Reputation: 77
The following error occurs when downloading that file, compressed into a single zip file.
invalid byte sequence in UTF-8
.
For this error, I have to remove illegal characters as UTF-8 from the string, so I used encode method to convert from UTF-8 to UTF-8, but the string I want to display is not displayed. It looks like the image.
file_name.encode!("UTF-8", "UTF-8", invalid: :replace)
Is there any solution to this problem?
I would be glad to know.
Zip::File.open_buffer(obj) do |zip|
zip.each do |entry|
ext = File.extname(entry.name)
file_name = File.basename(entry.name)
# file_name.encode!("UTF-8", "UTF-8", invalid: :replace)
next if ext.blank? || file_name.count(".") > 1
dir = File.join(dir_name, File.dirname(entry.name))
FileUtils.mkpath(dir.to_s)
zip.extract(entry, dir + ".txt" || ".jpg" || ".csv") {true}
file_name.force_encoding("UTF-8")
new_file_name = "#{dir_name}/#{file_name}"
new_file_name.force_encoding("UTF-8")
File.rename(dir + ".txt" || ".jpg" || ".csv", new_file_name)
@input_dir << new_file_name
end
end
Zip::OutputStream.open(zip_file.path) do |zip_data|
@input_dir.each do |file|
zip_data.put_next_entry(file)
zip_data.write(File.read(file.to_s))
end
end
mac OS Catarina 10.15.7 ruby "2.6.3"
Upvotes: 1
Views: 2625
Reputation: 114138
You get these errors because the Zip gem assumes the filenames to be encoded in UTF-8 but they are actually in a different encoding.

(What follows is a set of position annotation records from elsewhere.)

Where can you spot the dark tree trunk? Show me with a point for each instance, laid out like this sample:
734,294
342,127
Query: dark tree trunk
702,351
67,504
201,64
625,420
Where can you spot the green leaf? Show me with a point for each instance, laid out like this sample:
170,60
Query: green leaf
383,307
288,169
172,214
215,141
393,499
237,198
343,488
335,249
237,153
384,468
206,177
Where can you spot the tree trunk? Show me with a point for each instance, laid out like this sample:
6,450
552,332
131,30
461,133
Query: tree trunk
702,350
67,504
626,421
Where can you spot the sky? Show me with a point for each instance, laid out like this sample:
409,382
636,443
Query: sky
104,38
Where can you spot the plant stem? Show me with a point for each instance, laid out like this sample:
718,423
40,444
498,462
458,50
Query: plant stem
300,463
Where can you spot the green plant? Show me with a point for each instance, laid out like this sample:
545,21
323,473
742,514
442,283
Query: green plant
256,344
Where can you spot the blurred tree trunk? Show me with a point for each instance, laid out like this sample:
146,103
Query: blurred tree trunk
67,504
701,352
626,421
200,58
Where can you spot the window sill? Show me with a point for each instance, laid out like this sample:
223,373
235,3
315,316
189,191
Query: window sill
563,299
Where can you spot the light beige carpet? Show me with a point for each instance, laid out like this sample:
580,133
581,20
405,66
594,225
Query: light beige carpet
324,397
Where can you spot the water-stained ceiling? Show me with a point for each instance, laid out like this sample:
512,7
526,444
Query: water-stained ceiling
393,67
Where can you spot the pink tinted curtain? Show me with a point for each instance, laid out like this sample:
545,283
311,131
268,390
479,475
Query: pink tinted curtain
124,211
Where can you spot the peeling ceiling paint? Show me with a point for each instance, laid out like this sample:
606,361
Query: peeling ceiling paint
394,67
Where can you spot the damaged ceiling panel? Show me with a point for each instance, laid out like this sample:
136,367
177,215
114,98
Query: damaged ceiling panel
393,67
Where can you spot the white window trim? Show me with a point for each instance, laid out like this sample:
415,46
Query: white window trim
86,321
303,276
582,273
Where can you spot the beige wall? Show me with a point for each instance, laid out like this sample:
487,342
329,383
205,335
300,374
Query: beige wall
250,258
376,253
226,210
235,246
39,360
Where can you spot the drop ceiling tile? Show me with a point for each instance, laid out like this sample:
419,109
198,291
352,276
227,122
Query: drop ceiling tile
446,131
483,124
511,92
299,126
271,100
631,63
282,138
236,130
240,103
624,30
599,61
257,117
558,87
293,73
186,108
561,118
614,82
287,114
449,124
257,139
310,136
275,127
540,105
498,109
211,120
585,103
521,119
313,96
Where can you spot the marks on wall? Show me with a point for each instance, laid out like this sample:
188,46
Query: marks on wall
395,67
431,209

To fix the error, you first have to find the correct encoding. Let's re-create the string from its bytes:
bytes = [111, 117, 116, 112, 117, 116, 50, 48, 50, 48, 49,
50, 48, 55, 95, 49, 52, 49, 54, 48, 50, 47, 87,
78, 83, 95, 85, 80, 151, 112, 131, 102, 129, 91,
131, 94, 46, 116, 120, 116]
string = bytes.pack('c*')
#=> "output20201207_141602/WNS_UP\x97p\x83f\x81[\x83^.txt"
We can now traverse the Encoding.list
and select
those that return the expected result:
Encoding.list.select do |enc|
s = string.encode('UTF-8', enc) rescue next
s.end_with?('WNS_UP用データ.txt')
end
#=> [
# #<Encoding:Windows-31J>,
# #<Encoding:Shift_JIS>,
# #<Encoding:SJIS-DoCoMo>,
# #<Encoding:SJIS-KDDI>,
# #<Encoding:SJIS-SoftBank>
# ]
All of the above encodings result in the correct output.
Back to your code, you could use:
path = entry.name.encode('UTF-8', 'Windows-31J')
#=> "output20201207_141602/WNS_UP用データ.txt"
ext = File.extname(path)
#=> ".txt"
file_name = File.basename(path)
#=> "WNS_UP用データ.txt"
The Zip gem also has an option to set an explicit encoding for non-ASCII file names. You might want to give it a try by setting Zip.force_entry_names_encoding = 'Windows-31J'
(haven't tried it)
Upvotes: 2